Aeris Williams

No. 26
- Position: Running back

Personal information
- Born: August 9, 1995 (age 30) Racine, Wisconsin, U.S.
- Listed height: 6 ft 1 in (1.85 m)
- Listed weight: 215 lb (98 kg)

Career information
- High school: West Point (West Point, Mississippi)
- College: Mississippi State (2015–2018);
- Stats at ESPN

= Aeris Williams =

American football player (born 1995)

Aeris Williams (born August 9, 1995) is an American former football running back for Mississippi State.

== Early life ==
Williams was a 4-star recruit out of West Point High School after being named the Mississippi Association of Coaches 5A Offensive Player of the Year and WCBI-TV Offensive Player of the Year following a 1,697 rushing yards, 21 touchdown campaign his senior year.

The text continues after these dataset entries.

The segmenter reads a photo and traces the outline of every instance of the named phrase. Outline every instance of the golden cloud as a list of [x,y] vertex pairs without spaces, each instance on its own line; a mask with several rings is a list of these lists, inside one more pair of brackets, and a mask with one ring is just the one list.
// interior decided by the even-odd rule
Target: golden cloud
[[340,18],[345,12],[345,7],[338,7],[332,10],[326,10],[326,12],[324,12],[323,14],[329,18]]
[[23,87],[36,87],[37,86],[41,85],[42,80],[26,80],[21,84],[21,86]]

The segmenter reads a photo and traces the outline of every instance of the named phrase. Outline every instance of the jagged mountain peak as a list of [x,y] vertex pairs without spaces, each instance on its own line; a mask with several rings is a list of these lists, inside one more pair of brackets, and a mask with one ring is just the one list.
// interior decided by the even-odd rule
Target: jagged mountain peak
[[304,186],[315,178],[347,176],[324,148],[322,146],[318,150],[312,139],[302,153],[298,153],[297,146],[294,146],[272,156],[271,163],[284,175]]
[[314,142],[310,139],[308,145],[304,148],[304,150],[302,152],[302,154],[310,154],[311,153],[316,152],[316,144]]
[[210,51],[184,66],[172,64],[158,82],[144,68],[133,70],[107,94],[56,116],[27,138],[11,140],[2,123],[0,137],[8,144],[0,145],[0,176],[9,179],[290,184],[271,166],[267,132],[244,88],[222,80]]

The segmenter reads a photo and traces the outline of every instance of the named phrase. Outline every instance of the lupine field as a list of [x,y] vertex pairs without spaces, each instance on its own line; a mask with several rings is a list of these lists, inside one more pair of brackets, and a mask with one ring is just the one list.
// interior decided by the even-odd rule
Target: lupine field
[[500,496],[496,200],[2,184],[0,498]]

He was named to the Alabama-Mississippi All-Star Classic and was a 2014 U.S. Army All-American Bowl nominee.

== College career ==
During his junior season, Williams was the Bulldogs' first running back 1,000-yard rusher since 2014, when he put up 1,107 on 236 attempts. He finished his MSU career with 2,557 yards and a 5.1 yards/carry average.

| STATS | ATT | YDS | AVG | TD | LNG | REC | YDS | AVG | TD | LNG | FUM | LST |
| 2018 | 85 | 524 | 6.2 | 3 | 29 | 9 | 100 | 11.1 | 1 | 27 | 0 | 0 |
| 2017 | 236 | 1,107 | 4.7 | 6 | 59 | 16 | 142 | 8.9 | 0 | 28 | 0 | 0 |
| 2016 | 137 | 720 | 5.3 | 4 | 36 | 7 | 45 | 6.4 | 0 | 24 | 0 | 0 |
| 2015 | 40 | 206 | 5.2 | 3 | 33 | 6 | 18 | 3 | 0 | 9 | 0 | 0 |
| TOTAL | 498 | 2,557 | 5.1 | 16 | 157 | 38 | 305 | 29.4 | 1 | 88 | 0 | 0 |

Williams was invited to and participated in the 2019 College Gridiron Showcase college football all-star event.